Just wanted to give my input here. I know this time of year was my wife's favorite time, she loved to cook thanksgiving dinner and so did my Mother. So Me and my Dad were not going to do much this year.

oldsage's photo
Wed 11/26/08 08:26 AM
Gwen, died 11 yrs ago & It has been a journey.
If any one wants to chat,I am always open to sharing my experiences.

jefbrehar's photo
Wed 11/26/08 08:36 AM
Edited by jefbrehar on Wed 11/26/08 08:37 AM
Hi. If you see in the picture how beautiful she was. I love and miss her so much. I feel lost without her. I'm not sure what direction to go with my life any more.

oldsage's photo
Wed 11/26/08 08:42 AM
Jef, ck my pics & you will see the Tat.that I haveof Gwen, located on my left chest.
Totally understand your pain.
Again, want to chat, I am around.

auburngirl's photo
Fri 11/28/08 12:20 PM
Hi everyone! Just stopping in to see how we're all doing with the holidays.

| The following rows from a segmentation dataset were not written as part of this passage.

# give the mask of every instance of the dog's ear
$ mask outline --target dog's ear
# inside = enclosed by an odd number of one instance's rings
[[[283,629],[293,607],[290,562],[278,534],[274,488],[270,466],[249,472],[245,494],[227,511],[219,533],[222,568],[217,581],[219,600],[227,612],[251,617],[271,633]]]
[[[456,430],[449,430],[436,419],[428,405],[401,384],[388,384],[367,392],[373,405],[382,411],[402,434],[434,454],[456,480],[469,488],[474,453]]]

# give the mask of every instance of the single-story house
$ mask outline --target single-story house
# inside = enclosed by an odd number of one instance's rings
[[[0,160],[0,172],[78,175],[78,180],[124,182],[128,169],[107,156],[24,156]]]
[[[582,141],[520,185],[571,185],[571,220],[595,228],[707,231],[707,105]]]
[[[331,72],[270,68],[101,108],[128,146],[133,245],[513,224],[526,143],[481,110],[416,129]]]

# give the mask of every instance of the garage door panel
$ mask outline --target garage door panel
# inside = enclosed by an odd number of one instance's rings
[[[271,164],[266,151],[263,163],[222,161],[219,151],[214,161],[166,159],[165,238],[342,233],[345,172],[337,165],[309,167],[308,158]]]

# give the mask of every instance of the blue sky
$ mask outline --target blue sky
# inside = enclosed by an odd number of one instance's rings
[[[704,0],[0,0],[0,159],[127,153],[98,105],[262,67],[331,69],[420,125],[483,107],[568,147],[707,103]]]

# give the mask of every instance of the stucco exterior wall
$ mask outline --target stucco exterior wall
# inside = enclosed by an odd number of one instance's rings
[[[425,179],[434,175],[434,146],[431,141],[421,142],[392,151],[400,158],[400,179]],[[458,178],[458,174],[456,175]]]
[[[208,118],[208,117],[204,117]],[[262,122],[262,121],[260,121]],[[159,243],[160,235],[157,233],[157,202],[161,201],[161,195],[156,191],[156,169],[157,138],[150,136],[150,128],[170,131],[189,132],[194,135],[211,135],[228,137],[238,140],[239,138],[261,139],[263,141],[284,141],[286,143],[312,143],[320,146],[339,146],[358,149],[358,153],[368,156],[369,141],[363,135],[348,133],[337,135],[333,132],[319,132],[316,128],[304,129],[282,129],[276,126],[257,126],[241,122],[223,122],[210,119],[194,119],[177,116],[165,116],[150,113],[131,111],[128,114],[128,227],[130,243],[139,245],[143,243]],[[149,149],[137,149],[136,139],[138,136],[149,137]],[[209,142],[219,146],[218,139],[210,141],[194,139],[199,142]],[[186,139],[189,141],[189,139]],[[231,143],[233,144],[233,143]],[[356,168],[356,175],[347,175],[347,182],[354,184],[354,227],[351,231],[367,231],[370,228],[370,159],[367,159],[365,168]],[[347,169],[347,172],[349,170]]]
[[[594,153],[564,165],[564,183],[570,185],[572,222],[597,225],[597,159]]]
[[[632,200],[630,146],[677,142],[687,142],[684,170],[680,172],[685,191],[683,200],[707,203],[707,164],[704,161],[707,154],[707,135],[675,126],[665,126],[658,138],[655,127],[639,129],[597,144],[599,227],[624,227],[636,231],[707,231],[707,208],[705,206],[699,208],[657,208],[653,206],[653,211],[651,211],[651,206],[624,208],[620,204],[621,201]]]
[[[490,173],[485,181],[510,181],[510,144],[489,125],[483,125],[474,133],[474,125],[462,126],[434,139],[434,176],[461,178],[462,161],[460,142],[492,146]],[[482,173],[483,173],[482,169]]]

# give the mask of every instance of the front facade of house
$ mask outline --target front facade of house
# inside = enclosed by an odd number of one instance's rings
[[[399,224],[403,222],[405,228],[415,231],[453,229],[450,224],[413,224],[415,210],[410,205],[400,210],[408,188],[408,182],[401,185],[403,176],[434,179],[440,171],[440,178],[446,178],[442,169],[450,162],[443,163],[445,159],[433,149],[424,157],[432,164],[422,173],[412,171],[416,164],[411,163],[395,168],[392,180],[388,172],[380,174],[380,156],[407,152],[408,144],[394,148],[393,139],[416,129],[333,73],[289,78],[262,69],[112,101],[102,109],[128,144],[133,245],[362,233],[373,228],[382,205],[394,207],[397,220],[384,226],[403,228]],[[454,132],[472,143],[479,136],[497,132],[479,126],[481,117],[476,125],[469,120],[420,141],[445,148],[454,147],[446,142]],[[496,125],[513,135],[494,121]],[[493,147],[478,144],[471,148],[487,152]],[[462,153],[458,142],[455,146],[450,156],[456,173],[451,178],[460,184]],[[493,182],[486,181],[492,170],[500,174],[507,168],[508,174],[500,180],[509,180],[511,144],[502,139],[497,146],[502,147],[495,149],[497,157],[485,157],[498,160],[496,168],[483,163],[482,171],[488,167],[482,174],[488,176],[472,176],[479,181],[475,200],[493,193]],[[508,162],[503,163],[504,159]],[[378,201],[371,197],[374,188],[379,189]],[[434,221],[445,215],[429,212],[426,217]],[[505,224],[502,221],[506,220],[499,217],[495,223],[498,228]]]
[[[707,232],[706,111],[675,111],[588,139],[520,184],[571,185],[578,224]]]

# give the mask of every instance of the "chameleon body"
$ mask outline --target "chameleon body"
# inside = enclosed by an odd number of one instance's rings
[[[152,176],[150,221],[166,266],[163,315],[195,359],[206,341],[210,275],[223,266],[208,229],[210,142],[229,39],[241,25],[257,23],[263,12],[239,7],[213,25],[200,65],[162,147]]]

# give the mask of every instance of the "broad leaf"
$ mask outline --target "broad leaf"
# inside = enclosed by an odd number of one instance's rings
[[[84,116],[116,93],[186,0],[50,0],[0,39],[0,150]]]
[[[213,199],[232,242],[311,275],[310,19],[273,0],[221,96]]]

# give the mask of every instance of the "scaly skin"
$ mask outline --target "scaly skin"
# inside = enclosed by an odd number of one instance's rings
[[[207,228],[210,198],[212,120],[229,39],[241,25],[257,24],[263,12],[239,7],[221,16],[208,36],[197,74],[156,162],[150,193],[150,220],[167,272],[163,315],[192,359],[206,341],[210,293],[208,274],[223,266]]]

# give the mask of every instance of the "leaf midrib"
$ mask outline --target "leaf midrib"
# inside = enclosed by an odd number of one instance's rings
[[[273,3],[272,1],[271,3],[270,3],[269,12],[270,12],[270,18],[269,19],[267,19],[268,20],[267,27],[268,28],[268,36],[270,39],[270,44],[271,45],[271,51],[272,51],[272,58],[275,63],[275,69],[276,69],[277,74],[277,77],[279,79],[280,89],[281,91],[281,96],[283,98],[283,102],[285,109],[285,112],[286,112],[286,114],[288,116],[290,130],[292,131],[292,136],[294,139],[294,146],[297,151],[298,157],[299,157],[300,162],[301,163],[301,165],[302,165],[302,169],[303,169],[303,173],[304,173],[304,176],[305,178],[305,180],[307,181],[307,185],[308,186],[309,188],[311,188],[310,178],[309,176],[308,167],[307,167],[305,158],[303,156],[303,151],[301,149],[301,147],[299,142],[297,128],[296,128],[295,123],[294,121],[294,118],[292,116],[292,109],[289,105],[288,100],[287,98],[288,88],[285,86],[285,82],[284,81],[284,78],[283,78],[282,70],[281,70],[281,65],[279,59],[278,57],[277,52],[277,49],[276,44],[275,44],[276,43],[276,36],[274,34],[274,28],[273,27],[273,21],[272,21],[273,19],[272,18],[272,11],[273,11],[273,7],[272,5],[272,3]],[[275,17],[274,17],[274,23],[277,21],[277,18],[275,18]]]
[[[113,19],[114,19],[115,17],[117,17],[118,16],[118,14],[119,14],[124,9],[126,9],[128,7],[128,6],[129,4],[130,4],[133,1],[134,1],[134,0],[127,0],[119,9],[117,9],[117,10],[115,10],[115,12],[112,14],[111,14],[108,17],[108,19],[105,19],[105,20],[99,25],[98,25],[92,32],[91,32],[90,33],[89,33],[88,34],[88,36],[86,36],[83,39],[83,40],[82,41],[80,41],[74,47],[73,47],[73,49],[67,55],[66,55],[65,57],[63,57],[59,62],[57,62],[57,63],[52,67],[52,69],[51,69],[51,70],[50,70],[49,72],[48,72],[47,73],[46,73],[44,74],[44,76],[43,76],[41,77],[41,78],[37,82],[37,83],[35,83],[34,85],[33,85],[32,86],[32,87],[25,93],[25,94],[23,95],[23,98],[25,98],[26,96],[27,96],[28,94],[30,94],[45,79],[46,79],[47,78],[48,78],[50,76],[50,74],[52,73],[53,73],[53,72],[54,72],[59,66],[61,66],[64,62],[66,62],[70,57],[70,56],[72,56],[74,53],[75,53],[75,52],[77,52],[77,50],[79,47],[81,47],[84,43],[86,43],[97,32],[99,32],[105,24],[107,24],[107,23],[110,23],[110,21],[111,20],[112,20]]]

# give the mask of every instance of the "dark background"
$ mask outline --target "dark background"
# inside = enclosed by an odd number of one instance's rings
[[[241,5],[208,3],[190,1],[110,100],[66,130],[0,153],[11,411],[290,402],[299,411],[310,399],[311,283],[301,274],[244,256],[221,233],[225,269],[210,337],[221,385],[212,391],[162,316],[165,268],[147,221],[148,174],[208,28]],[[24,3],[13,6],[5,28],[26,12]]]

Welcome Jef. I am sorry to hear of your loss. I lost my husband to lung cancer June 1999. He was 37 I was 35. I started this thread in the hopes that we can speak about our feelings and offer support to one another.

I'm Connie

Rapunzel's photo
Fri 11/28/08 12:27 PM
:heart: Love and hugs from one Lady who has been widowed twice :heart:


flowerforyou to all of those who also have lost their mates to death flowerforyou


drinker May your hearts always be filled with the best and finest of memories drinker




:wink: this is a favorite quote of mine :wink:

and i have embellished it a bit flowerforyou



flowers Memory ...flowers


drinker is the exquisite Power drinker


flowerforyou to gather beautiful lush fragrant Roses flowerforyou


:heart: in the bleakest & bluest part of winter :heart:

carold's photo
Fri 11/28/08 06:57 PM

Thanks Carold,

And your Right I would never want her to be back here suffering. She is in a much better place.

I get locked into a loop of feeling guilty that at times I get made at her for dying. I know that she had no choise and was suffering all the time.

She suffered more than anyone should ever have to.

I fear that much of me died with her. Guilt, bitterness, and a feeling of helplessness seem to be all that is left.

She died 3 months and 21 days before what would have been our 20th wedding anniversary.

Thanks for the shoulder, sorry I got it wet.

Thanks again,

R

That is one thing shoulder are for. As time goes on things do change. Give it time you need to grieve. How was Thanksgivig?

carold's photo
Fri 11/28/08 07:02 PM

Hi. If you see in the picture how beautiful she was. I love and miss her so much. I feel lost without her. I'm not sure what direction to go with my life any more.
They say take time your life will go in the direction it need to go. Just lean to the possitive side as you go. Don't feel guilt you were there for her. Some can't deal with death like you had to just reading your story touch my heart. You seem young to have gone though that. Good to hear you have your Father.